Your Weekly Checkup: Suicide Rates Are on the Rise — What Can We Do?

Recent suicides by accomplished and successful people such as Robin Williams, Anthony Bourdain, and Kate Spade have dominated news headlines. The tragic events vividly demonstrate that fame and fortune do not necessarily make living more enjoyable, and that celebrities experience life and death stress issues just as the rest of us.

Even more distressing is that suicide by such prominent people triggers copycat suicides: the U.S. suicide rate jumped nearly ten percent in the four months following Robin Williams’ death. Suicide contagion occurs in the military as well, often associated with post-traumatic stress disorder (PTSD). Suicide rates in the military had been about half those in civilian population until around 2009 when they exceeded the civilian population, and now total about 20% of annual suicide deaths in the U.S.

Overall suicide rates have increased in 44 states from 1999 through 2016, when nearly 45,000 suicides occurred. The number of suicides now exceeds automobile deaths, increasing almost 25% in the past two decades and ranking as one of the top ten causes of death in the U.S. and one of the top three for adolescents. Teen causes may relate to increased depression, more student debt, more uncertainty about their future, and worries about school safety.

Though more than half of those who took their own lives had no known diagnosis of a mental health problem, suicide rarely occurs “out of the blue.” People don’t change from being perfectly healthy one day to having suicidal thoughts the next, just as they don’t transition from being perfectly healthy one day to having late-stage heart failure the next. Risk factors such as a family history of suicide or child maltreatment, previous suicide attempts, history of mental disorders, history of alcohol or substance abuse, feelings of hopelessness or isolation, irreparable loss, or physical illness can help identify those at risk.

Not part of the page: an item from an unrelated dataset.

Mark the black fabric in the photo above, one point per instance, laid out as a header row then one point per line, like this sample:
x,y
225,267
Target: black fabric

Mental health problems associated with increased risk of suicide include bipolar disorders, depression, psychotic disorders like schizophrenia, and PTSD. Drug abuse or addiction adds to this mix.

Suicides are often impulsive; reducing the opportunity can help. For example, barriers added to the Golden Gate Bridge reduced San Francisco suicides. Improved gun control in Australia lowered their suicide rate and might have a similar effect in the U.S. since half of the suicides involve a firearm.

Unfortunately, no vaccine exists for suicides, but help is available from multiple sources to provide effective clinical care for mental, physical, and substance abuse disorders; access to a variety of clinical interventions and support; family and community support (connectedness); support from ongoing medical and mental health care relationships; skills in problem solving, conflict resolution, and nonviolent ways of handling disputes; and cultural and religious beliefs that discourage suicide and support instincts for self-preservation.

For those with suicide thoughts, seek help! Talk to someone!

People who are considering suicide may struggle to seek help. The Suicide Prevention Lifeline offers five steps that you can take to communicate with someone who may be suicidal:

  1. Ask: Asking “Are you thinking about suicide?” shows that you’re open to talking with them about it.
  2. Keep Them Safe: Finding out if they have a detailed timeline or method can help you gauge the level of danger they are in and take steps remove them from immediate harm. Reducing a person’s access to their means of suicide is an important part of prevention.
  3. Be There: Limiting someone’s isolation can be a protective factor.
  4. Help Them Connect: Help them find means of support, such as one of the hotlines, listed above. You can also help them develop a safety plan they can use if they start to have suicidal thoughts.
  5. Follow up: Check in with them and see how they’re doing. Ongoing support and connectedness can potentially reduce the risk of suicide.